Boeing N2S-3 Stearman (Trainer)

General Information

n2s3_schematic
MAKE: Boeing-Stearman
NUMBER BUILT: 1,875
MISSION: Trainer
Located in Hangar 37

Background

This Boeing N2S-3 Stearman Kaydet is a two-seater bi-plane was able to quickly separate the men from the boys during flight training for the U.S. Navy (and the U.S. Army Air Corps as the PT-13/-17) during the 1930s and 1940s. Many Kaydets are still flying today.

Our Stearman is known as the “Bush Stearman.” President George H.W. Bush soloed in this aircraft on December 15, 1942, while participating in flight training at Naval Air Station, Minneapolis, MN.

His flight logbook reflects tail numbers and flight hours of each plane flown during flight training.

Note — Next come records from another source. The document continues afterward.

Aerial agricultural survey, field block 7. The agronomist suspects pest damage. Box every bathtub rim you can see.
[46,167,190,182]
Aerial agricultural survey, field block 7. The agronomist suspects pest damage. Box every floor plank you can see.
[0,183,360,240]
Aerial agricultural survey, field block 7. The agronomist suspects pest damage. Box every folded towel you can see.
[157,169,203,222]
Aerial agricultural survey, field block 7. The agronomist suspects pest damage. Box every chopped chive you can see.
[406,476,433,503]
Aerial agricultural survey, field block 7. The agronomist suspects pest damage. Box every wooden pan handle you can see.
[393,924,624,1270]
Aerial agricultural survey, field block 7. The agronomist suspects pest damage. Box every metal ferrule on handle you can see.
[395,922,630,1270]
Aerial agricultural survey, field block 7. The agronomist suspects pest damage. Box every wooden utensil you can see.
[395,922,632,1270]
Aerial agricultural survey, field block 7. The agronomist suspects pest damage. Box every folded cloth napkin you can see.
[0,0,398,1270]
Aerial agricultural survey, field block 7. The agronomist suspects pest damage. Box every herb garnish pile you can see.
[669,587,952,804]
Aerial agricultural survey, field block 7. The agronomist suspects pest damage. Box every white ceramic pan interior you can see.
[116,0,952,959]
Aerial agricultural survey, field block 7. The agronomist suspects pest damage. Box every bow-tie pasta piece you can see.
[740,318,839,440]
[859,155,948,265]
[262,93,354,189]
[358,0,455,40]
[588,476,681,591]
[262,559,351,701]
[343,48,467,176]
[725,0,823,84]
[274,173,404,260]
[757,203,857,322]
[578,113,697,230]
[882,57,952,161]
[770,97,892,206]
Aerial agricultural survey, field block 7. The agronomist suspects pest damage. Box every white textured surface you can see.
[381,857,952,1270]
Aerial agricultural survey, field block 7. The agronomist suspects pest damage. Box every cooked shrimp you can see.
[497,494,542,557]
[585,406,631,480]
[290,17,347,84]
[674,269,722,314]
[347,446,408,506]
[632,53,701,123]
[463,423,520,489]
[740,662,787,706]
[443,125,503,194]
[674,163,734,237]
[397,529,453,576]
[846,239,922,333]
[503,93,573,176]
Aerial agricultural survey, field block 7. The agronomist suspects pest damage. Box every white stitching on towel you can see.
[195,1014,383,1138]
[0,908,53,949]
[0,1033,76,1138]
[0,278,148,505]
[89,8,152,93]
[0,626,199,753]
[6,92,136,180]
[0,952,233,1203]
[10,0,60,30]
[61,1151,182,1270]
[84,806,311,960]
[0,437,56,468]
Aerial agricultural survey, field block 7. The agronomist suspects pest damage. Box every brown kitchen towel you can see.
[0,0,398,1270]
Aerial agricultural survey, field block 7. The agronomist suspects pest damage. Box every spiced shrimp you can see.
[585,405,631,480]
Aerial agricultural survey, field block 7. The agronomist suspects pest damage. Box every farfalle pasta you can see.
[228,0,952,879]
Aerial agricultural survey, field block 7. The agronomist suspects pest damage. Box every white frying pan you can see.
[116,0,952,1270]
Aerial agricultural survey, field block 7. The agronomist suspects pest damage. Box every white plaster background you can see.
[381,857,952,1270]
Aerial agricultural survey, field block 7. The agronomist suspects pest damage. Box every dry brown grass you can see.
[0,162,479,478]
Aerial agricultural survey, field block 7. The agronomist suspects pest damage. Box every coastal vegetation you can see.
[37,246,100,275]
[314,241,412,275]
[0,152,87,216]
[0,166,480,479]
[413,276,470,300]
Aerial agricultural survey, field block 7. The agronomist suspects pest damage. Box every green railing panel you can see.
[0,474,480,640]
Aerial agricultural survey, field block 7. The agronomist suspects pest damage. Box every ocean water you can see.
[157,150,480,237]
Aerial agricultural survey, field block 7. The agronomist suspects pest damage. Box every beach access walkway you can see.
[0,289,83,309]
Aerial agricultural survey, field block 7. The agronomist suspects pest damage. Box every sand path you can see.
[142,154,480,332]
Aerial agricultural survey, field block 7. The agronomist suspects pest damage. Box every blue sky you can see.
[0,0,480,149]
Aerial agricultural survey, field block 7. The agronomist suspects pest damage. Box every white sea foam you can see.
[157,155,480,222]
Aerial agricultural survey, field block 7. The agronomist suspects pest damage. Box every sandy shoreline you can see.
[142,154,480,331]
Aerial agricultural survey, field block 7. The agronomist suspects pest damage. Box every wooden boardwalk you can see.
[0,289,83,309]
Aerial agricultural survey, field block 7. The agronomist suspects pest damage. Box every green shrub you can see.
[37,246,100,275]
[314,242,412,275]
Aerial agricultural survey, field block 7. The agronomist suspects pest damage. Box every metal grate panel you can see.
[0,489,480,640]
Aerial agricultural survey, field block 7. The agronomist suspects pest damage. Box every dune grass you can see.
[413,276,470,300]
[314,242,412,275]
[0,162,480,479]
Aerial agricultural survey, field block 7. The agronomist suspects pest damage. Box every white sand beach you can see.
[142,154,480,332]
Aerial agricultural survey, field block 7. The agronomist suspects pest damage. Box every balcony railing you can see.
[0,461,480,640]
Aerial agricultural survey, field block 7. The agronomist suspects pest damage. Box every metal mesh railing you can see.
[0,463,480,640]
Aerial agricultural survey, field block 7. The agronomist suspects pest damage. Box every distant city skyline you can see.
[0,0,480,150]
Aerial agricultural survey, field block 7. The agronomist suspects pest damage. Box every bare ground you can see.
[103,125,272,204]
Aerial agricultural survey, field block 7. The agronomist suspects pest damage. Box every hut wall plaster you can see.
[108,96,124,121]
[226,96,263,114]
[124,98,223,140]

George H.W. Bush was commissioned ensign June 1943, making him the youngest naval aviator at the time (18 years old). His TBM was hit near Chichi Jima requiring him to bail out. H.W. Bush flew 58 missions, was awarded the Distinguished Flying Cross, three Air Medals, and the Presidential Unit Citation aboard USS Jacinto.

Characteristics

CONTRACTOR: Boeing-Stearman
DATE DEPLOYED: 1934
PROPULSION: One Continental W-670 radial engine, 220 hp ( kW)
SPAN: 32 ft 2 in (9.81 m)
LENGTH: 24 ft 9 in (7.54 m)
HEIGHT: 9 ft 8 in (3 m)
WEIGHT: 2,635 lb
MAXIMUM SPEED: 135 mph
SERVICE CEILING: 13,200 ft
RANGE: 505 mi
CREW: 2, Instructor and Student

The Bush Stearman

This N2S-3 Stearman Kaydet was flown by President George H.W. Bush on December 15, 1942, during his flight training at Naval Air Station, Minneapolis, MN. In June 1943, he was commissioned as an Officer and Pilot in the Navy at that time.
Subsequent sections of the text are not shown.